“I am not your enemy, Mrs. Farrar,” he said. “I never shall be. Whatever happens you shall have sympathy and friendship, both from my mother and from me, and such help and comfort as we may be permitted to give to you.”
“Thank you, Mr. Westgate! You and your mother have always been good to us.”
“And we shall continue to be to the best of our ability. Good-bye!”
When Westgate had gone she turned again to her husband and demanded that he tell her what had happened. He did so. He told her plainly of the request for his resignation, and of his refusal to consider it.

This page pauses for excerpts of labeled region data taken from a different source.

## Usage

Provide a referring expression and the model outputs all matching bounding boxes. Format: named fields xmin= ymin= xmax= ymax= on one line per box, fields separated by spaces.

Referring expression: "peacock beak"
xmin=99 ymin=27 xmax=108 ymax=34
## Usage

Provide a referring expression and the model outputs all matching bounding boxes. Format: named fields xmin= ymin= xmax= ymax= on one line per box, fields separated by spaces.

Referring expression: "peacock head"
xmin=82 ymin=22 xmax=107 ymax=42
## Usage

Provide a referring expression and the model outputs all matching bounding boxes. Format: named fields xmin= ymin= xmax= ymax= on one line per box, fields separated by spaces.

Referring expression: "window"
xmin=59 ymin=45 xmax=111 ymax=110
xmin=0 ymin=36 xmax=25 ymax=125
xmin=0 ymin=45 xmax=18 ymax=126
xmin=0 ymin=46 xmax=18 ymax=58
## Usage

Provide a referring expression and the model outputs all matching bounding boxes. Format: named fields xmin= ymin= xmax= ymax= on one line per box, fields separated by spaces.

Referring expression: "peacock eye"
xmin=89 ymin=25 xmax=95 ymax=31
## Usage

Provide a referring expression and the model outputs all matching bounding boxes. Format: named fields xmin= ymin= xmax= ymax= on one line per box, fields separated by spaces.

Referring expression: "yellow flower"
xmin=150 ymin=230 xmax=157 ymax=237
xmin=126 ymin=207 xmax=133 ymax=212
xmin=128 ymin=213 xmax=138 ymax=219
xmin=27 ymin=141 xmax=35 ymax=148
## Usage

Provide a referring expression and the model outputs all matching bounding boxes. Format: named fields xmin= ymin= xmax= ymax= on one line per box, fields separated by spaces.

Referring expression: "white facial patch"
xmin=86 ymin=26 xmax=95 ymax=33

“Oh, why didn’t you do what they asked of you?” she wailed. “It would have been so much better than keeping up this horrid fight. I am so sick and tired of it. If we could only get away from this dreadful place!”

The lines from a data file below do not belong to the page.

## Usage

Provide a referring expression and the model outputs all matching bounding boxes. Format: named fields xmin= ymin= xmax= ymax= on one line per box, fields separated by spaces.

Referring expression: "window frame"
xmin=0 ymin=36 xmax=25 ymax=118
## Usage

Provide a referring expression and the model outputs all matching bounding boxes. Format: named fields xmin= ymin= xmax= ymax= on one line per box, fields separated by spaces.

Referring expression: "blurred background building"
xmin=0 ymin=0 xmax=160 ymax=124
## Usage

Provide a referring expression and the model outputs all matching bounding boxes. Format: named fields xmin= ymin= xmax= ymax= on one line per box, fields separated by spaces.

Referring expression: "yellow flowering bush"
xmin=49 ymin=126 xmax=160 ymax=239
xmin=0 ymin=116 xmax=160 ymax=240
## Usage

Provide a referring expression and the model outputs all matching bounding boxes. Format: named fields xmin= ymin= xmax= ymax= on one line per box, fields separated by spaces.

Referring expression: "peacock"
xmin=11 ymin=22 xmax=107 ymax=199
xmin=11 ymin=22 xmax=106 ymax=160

“It’s a splendid place, Alice. It’s the field of Armageddon for us. The Lord’s battle is on. Would you have me branded as a deserter?”

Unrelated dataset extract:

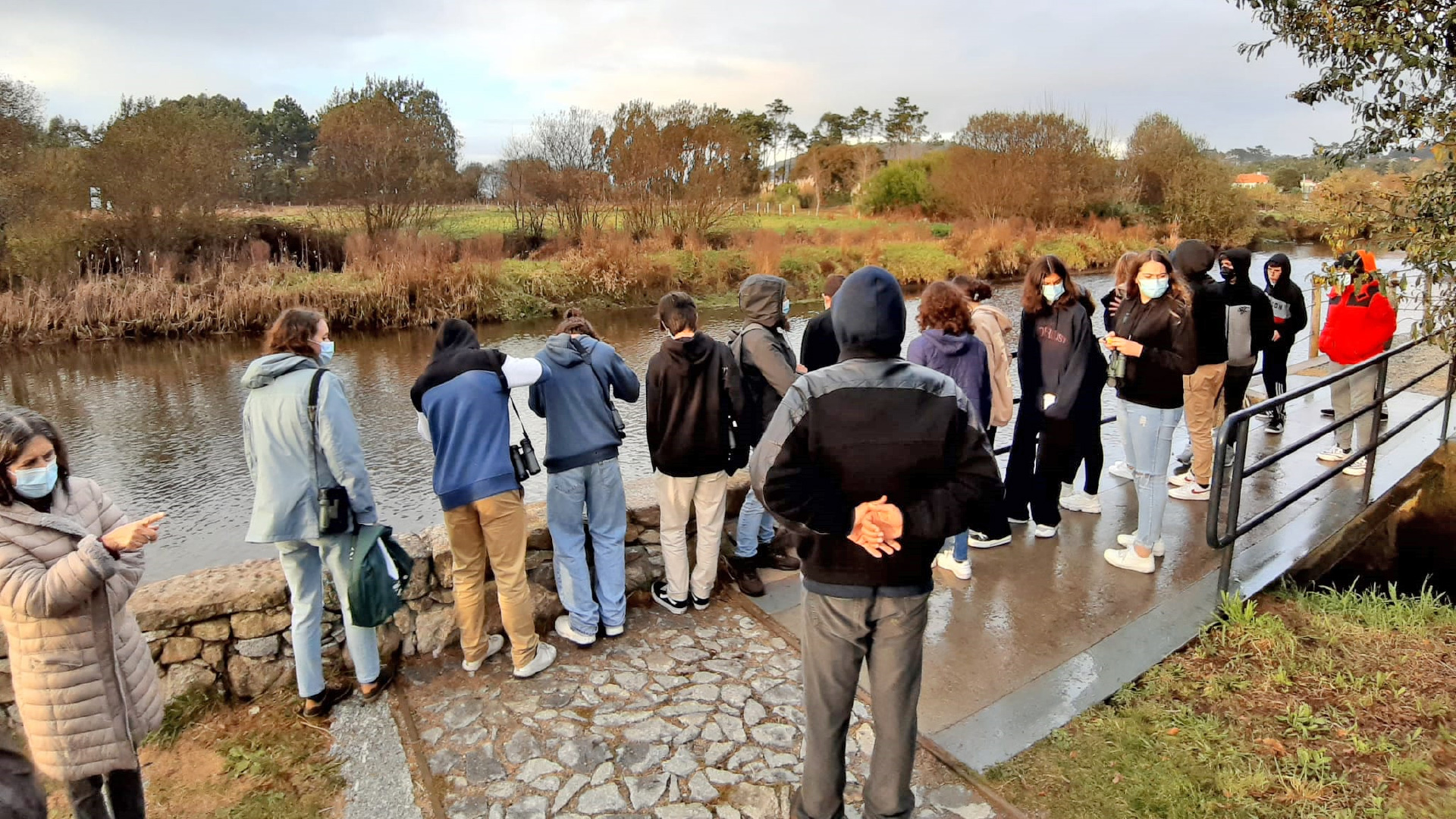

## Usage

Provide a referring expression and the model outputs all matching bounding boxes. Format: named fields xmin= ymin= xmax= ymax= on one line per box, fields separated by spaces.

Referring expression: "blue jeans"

“I don’t know, Robert. I only know that I’m so miserable. If we could only live somewhere, in any little place, at peace, and let some one else do the fighting. You said, one day, that I shouldn’t have married a minister. It hurt me then, but I’ve thought a good deal about it since,—and now I know it’s true. I’m such a hopeless drag on you.”
“You’re a very great comfort to me, dear.”
It was not true, and he knew in his heart that it was not true; but he could say no less and be a Christian gentleman.
“Thank you, Robert! And I’ve thought a good many times since then that if you only had a wife like Ruth Tracy, what a help and blessing she’d be to you.”